Gerald C. (Gerry) Lincoln (died November 5 or 6, 2017) was one of the founders of the Heritage Front along with Wolfgang Droege, Grant Bristow and James Scott Dawson. Lincoln was editor of Up Front, the group's official magazine, designed the group's logo and also acted as one of its spokespersons.

In 1989, Lincoln traveled with Droege and other members of the Nationalist Party of Canada to Libya on the invitation of Muammar al-Gaddafi to celebrate the twentieth anniversary of the Libyan regime. It was on that trip that several members of the Nationalist Party, disaffected by the leadership of Don Andrews, decided to found the Heritage Front.

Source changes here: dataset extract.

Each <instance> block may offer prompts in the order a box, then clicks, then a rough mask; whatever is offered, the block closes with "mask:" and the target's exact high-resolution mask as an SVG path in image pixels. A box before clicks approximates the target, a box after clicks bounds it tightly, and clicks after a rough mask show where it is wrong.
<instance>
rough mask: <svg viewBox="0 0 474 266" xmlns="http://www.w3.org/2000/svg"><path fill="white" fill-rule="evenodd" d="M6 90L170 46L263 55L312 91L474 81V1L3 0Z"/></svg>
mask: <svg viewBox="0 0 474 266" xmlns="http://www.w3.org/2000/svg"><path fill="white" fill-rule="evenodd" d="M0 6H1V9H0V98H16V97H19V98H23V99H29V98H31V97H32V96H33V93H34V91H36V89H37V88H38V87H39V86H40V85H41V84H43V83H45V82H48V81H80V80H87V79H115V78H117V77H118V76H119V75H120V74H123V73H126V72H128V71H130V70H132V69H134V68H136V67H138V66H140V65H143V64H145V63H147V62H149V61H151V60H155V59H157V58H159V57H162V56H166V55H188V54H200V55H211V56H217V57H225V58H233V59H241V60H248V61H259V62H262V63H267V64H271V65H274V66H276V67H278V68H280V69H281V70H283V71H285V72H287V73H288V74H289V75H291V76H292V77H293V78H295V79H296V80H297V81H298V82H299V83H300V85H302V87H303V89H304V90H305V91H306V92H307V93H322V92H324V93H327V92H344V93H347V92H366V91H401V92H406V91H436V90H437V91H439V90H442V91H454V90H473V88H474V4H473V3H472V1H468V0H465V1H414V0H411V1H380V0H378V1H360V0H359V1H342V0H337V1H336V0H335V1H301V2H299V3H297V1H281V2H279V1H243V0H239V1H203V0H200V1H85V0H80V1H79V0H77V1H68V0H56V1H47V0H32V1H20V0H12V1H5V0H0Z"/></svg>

In the 1960s, Lincoln was a fan of Jackie Shane, an openly gay, transgender, Black soul and rhythm and blues singer based in Toronto. Lincoln moved from New York to Toronto in 1965 to take a job as manager of the pop department of A&A Records He noticed that customers were coming in to buy Shane's single of "Any Other Way" from the early 60s even though it had dropped off the charts and was no longer in print and the Canadian distributor no longer had the rights. Having become a fan himself, he was able to convince Caravan Records to record Jackie Shane Live at the Saphire Tavern in 1967, for which he wrote the liner notes. The album was reissued in 2015 when interest in Shane revived.

In his later years, Lincoln ceased his political activities and owned an internet cafe in Cabbagetown, Toronto.